The Treasury wants to look like it’s ready to throw itself behind green policies – but words need to be backed up by action
The unveiling of the latest pipelines of construction and infrastructure work by the government on Wednesday was accompanied by eye-catching figures for investment: £375bn of infrastructure opportunities, with pipeline growth of £60bn, and - new in this season - £25bn of planned investment from insurance companies.
While the figures themselves are impressive the impact they will have is, as ever, dependent on how quickly projects can get off the ground. So, unlikely as it may seem, the most headline grabbing aspect of the announcements should really be the involvement of the insurance companies.
This new source of investment has been made possible by changes to the rules governing insurance investment, which make it easier for life insurance firms with long term liabilities to become involved in financing infrastructure and buildings. In doing so, the EU has paved the way for a new set of entrants to fund projects.
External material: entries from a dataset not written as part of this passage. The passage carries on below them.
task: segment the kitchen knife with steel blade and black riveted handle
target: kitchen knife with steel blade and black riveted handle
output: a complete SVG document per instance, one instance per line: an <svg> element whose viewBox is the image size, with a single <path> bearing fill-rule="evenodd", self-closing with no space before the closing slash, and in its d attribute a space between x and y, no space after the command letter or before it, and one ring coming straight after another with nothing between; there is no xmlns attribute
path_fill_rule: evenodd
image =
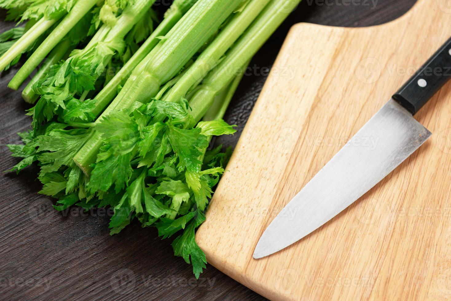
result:
<svg viewBox="0 0 451 301"><path fill-rule="evenodd" d="M281 210L253 258L280 251L327 223L417 150L431 132L413 115L450 76L451 38Z"/></svg>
The challenge now is to ensure that the increased finance this can bring is used to the best effect.
The government is still not prepared to put long term energy needs above short term political gain
This means enabling projects that would not otherwise have gone ahead by investing in new schemes rather than existing assets. It also means ensuring that those projects which do receive financing - from insurers and elsewhere - are those which tick two boxes: upgrading UK infrastructure and doing it in a way which improves UK energy efficiency, which remains a major threat to long term economic stability, as well as the environment.
Treasury secretary Danny Alexander was certainly keen to stress the importance of carbon reduction to the infrastructure pipeline at the launch on Wednesday, which – coming from a part of government long seen as putting a brake on green policies – is encouraging. But there is still a huge mismatch between this apparent thawing and the policies emanating from Whitehall.
This was illustrated this week by the widely anticipated, but still hugely damaging, decision to effectively halve the amount of energy efficiency improvement work being done under the Energy Companies Obligation (ECO) scheme by doubling the amount of time energy companies have to meet their obligations. This apparent compromise will enable a short term cut to fuel bills, but is, in reality, a political veil that will ensure the cost of poorly insulated, energy leaking homes will continue to blight both consumers and the UK’s carbon reduction targets.
It is also clear evidence that the government is still not prepared to put the UK’s long term energy needs above short term political gains. Measures designed to boost Green Deal take up, announced alongside the changes to ECO, are scant on detail and - while they may be fleshed out - are a long way from making up for the cuts to ECO. It gives the impression, once again, of a government eager to be seen to be green, but creating a policy environment which is destined to be the opposite.
So, if the Treasury is serious about a more sustainable built environment, it needs to leverage the political and financial clout at its disposal. Otherwise, warm words will mean nothing.